Sam
Your essays make me swoon. Was this the intent? Sam look, I get that you love me and that you're not going anywhere, but that feeling that I'm dragging you down, it takes a lot to push that away. I feel like that badness is deserved cause of everything I've done in my past, and done to you. That self doubt? Its cause I was the worst kind of monster and everything I've done thats new its because of you. Its because of what you taught me, how to be better. Its because you love me that I am what I am and I swear I sound like a cheesy ballad right now but its true. It got to the point where I couldn't stay away from you, take all the reasons away I couldn't walk away even when I knew the blood was wrong. I kept giving in because you'd look at me and you'd seduce me and I'd feel like it was the one thing I could give you that would make you stay. So its my fault too. But you have to admit without meeting me you'd probably be better off now, not addicted, not darker than you should be. I did that to you and its a burden I do carry, I'm sorry it hurts you but its true.
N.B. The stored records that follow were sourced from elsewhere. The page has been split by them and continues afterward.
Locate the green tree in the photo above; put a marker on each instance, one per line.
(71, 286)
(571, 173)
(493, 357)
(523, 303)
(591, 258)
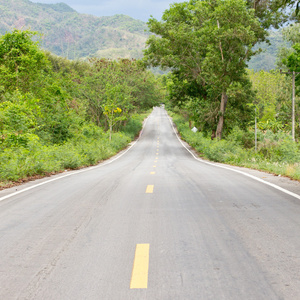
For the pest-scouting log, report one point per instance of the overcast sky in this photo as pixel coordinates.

I know how strong we are together, but so many things keep tearing us down, one after the other and its hard, its complicated and its cruel. And I wonder how many more are to come. And if I'm strong enough to keep fighting. I love you, I'll always love you but I keep putting you through all this. Do you want me to keep coming back? Wouldn't it be easier, wouldn't your life be easier if you didn't have the constant reminder of everything bad you ever did right there with a ring on her finger?
...Forget it, never mind. Its stupid worries that never go away. I shouldn't need to hear it. I should know better.
Please don't blame yourself for slipping up. It was Brady's doing, not yours.